(java) SNAP-based application won't make full use of 50 Go of RAM

SDufourBeausejour · August 4, 2017, 2:13am

Hi all !

I’ve successfully built an executable jar of a java maven project which uses the SNAP software. This runs fine on a Windows machine, on a Mac machine, etc.

We’re now running it on a Google Cloud virtual machine which we’ve given 50 Go of RAM with 8 processors. We expected our processing to run much more quickly, because usually we run it on a 16Go 8 core computer. But it’s taking quite a while, and monitoring shows that the processing is using only one core at 100% and the RAM at only 5 Go.

Adding the arguments below push the RAM usage to max 15Go.

java -Xms32G -Xmx45G -XX:AggressiveOpts -Dsnap.parallelism=8

Is there any way to speed up the computation, or have we reached the limit ? Is the SNAP KMeans Cluster Analysis parallelized ?

Kind regards,

SDB

Code :

TonioF · August 4, 2017, 2:18pm

Yes, the KMeans Op is parallelized. So, it is the same code that runs in parallel on your desktop computers but not on the VM? Is ist lower in the VM?

CGPolar · August 4, 2017, 2:34pm

I am collaborating on this work. To answer your question, it is the same code that we used on out desktop computers that we run on our VM. Once it gets to the K-Means processing, all efforts are then directed to one core, whatever the machine we run it onto. RAM usage reaches a comparable max usage for both desktops and the VM, which makes us think the issue may not actually be related to memory.

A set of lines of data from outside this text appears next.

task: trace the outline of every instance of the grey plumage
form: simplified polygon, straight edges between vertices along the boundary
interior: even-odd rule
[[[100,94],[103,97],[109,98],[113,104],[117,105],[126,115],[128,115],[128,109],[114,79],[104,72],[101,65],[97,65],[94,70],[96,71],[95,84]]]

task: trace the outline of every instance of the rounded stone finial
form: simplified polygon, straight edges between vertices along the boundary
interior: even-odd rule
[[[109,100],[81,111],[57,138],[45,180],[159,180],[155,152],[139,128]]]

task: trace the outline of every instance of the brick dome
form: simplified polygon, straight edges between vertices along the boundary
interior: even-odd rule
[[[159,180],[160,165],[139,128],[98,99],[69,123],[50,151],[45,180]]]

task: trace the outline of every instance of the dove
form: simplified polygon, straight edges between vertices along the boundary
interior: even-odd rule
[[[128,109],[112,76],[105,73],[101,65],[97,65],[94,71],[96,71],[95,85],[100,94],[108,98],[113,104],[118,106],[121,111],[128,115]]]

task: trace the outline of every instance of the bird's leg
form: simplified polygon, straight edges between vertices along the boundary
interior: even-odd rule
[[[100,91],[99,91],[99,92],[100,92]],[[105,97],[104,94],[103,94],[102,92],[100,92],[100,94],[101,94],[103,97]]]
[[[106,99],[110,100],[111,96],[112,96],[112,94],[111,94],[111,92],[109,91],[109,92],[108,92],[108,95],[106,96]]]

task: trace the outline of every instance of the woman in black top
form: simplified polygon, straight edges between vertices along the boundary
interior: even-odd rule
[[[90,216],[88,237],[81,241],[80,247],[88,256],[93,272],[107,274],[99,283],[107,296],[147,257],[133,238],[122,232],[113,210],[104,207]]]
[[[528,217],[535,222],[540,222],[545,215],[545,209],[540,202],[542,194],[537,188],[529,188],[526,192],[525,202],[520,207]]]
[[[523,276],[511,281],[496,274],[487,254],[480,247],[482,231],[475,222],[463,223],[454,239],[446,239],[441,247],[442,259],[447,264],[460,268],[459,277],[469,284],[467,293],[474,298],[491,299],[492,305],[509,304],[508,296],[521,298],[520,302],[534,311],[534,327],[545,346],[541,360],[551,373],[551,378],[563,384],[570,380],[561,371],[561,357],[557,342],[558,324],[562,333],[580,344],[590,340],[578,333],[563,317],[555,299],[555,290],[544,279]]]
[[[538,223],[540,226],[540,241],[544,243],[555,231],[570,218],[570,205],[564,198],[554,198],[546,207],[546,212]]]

TonioF · August 7, 2017, 4:06pm

Okay, I had another look: Some parts of the KMeansOp is parallelized, but there is a part that is not that might take some of the work. In this case, the parallelization would only occur at the end of the processing. Is that the case? Or is there really just the one core used all the time?

SDufourBeausejour · August 14, 2017, 9:13pm

Hi Tonio, I tried to monitor ressources during a run of the classification. I’m not super handy with the windows performance analyzer tool, but from what I gather C1 state shows if a core is being used or not. Here’s a summary of what cores are being used during the processing. All cores seem to be involved in reading and subsetting the different products, and in the beginning of the classification. This activity lasts a couple of seconds. Then, for 4h the activity looks like one of the three examples I put. I didn’t notice anything different happening at the end, so if it did it was brief. There seems to be either 1 or up to sometimes 3 cores involved in the classification.

Like I said, this is not my expertise so if this is a bad metric to document what we are interested in please let me know.

mzuehlke · August 16, 2017, 3:32pm

Hello,

The main work of the K-Means clustering is done single threaded. The memory requirement isn’t very high.
As the algorithm is an iterative approach it reads in each iteration all pixel and computed the cluster center until the result converges or the maximum number of iteration is reached.

While the iterations have to happen sequentially, in each iteration there are some parts of the algorithm that can be done in parallel e.g. the computation of the closest cluster centers. But the current implementation does not do this.

An approach we are using in such cases is to compute multiple jobs on the same machine, each using only 1 or 2 cores. If the number of products is bigger than the number of nodes this will shorten the overall time.

SDufourBeausejour · August 16, 2017, 3:42pm

Thank you for your insight, this is an interesting idea (to run multiple jobs on the same computer). I will most certainly keep that in mind when I have a list of classifications to do !